Re: Epic Quotes
Hawkeye: Life, Liberty, and Pursuit of happy hour.
Hawkeye: Blow in my ear.
Margaret: What?
Hawkeye: I'm so cold I think my pilot's gone out.
Frank Burns: That's not my department, sir - intelligence is something I try to avoid.
Charles: That rapier-like wit. I've seen snappier comebacks from a bowl of Rice Krispies.
Klinger: Oh, first I'm a plant; now, I'm breakfast food. What next?
Charles: Well, you're crude and unrefined... how about petroleum?
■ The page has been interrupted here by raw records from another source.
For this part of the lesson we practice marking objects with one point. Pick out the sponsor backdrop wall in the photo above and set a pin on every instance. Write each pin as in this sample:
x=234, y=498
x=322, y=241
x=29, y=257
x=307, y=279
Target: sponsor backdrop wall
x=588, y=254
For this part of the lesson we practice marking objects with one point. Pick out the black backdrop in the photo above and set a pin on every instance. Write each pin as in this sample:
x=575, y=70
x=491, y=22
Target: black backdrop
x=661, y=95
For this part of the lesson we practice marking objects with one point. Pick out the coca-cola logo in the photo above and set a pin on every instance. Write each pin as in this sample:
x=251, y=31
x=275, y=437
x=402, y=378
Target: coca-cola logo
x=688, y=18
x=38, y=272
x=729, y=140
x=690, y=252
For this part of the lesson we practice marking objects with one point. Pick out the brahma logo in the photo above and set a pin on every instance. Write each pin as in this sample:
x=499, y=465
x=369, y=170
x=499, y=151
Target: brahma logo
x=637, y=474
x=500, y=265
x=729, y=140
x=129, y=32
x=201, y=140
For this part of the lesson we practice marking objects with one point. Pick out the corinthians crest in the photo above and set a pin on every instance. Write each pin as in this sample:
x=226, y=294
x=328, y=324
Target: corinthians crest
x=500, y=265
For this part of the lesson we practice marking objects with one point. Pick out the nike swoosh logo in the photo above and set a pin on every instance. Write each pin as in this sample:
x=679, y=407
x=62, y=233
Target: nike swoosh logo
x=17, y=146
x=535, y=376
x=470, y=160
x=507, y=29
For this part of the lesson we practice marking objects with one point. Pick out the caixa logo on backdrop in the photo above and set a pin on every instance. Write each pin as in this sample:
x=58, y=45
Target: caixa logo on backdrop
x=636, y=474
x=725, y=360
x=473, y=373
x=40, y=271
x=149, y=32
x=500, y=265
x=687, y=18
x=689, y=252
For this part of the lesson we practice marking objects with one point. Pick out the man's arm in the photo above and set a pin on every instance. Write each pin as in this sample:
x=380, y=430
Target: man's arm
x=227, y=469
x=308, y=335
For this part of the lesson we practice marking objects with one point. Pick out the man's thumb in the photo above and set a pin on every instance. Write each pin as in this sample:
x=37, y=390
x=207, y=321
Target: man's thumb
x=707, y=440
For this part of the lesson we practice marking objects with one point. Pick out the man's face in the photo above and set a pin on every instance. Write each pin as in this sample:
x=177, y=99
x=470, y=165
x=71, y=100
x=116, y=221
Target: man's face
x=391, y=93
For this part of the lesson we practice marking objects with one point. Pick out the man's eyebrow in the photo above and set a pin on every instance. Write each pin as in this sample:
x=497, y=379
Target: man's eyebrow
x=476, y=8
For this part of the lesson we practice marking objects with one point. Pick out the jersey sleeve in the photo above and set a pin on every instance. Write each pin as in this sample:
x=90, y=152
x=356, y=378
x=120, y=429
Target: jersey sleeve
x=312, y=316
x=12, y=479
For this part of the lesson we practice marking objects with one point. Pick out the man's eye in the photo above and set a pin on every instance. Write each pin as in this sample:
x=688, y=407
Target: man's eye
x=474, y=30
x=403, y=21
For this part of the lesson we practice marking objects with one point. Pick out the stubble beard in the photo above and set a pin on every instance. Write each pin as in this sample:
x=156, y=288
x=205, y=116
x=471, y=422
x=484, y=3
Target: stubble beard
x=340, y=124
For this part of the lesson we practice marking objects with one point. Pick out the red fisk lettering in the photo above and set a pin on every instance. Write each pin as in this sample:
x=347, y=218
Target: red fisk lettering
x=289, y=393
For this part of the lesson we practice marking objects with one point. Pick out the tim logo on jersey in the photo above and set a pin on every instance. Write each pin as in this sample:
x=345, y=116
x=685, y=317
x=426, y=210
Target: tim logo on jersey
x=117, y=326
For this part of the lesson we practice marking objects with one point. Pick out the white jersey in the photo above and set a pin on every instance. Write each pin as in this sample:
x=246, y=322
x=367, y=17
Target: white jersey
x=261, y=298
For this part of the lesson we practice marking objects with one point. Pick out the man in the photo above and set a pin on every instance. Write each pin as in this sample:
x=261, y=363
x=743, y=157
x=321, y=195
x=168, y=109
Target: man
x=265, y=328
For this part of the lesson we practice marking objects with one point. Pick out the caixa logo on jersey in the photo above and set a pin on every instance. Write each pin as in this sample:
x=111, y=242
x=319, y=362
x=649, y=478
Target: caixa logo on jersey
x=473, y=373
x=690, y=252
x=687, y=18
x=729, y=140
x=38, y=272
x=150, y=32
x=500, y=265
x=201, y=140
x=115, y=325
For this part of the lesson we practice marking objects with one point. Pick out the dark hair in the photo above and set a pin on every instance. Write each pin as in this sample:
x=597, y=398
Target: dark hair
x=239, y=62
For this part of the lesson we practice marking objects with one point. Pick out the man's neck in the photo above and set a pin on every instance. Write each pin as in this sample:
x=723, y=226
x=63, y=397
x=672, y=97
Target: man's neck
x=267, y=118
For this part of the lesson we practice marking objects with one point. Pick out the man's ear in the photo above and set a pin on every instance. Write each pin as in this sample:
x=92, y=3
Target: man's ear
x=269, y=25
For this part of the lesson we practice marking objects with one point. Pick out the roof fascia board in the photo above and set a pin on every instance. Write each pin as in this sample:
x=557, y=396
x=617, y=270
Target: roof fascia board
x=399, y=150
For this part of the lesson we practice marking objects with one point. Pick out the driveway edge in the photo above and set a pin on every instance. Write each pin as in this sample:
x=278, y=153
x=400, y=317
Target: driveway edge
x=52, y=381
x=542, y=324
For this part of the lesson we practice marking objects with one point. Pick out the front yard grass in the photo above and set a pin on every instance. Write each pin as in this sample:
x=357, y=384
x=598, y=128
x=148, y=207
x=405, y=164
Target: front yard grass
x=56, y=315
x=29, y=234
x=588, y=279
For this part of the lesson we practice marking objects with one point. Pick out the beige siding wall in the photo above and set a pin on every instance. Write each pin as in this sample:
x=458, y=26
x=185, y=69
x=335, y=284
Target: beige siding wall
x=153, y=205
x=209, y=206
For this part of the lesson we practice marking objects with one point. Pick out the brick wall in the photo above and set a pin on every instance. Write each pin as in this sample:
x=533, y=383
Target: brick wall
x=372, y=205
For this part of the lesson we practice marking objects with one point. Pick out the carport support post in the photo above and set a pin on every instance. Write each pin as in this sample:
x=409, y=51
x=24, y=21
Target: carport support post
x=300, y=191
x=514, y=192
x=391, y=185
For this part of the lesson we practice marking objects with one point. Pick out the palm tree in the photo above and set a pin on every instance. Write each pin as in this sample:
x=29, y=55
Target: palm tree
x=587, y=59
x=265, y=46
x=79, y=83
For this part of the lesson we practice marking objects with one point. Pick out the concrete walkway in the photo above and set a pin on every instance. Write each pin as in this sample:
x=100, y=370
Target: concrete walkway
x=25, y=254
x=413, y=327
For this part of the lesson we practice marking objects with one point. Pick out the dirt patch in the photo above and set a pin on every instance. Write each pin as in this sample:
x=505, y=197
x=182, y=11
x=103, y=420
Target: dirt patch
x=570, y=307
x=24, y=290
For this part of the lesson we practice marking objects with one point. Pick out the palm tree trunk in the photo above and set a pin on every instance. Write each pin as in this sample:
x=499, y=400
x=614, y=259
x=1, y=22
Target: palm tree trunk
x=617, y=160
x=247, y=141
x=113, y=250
Colonel Flagg: You think you're real smart. But you're not smart; you're dumb. Very dumb. But you've met your match in me.
Colonel Flagg: I've got to nip this guy in the bud. This sort of behavior is contagious, you know. One guy decides he's not gonna fight anymore, it catches on, and pretty soon you know what we've got?
B.J.: Peace?
Dr. Sidney Freedman: Ladies and Gentlemen, take my advice: pull down your pants and slide on the ice
Condon: [a racist, who insisted his blood transfusion come from a white donor] What are you guys trying to do to me? Did you give me the wrong color blood or not?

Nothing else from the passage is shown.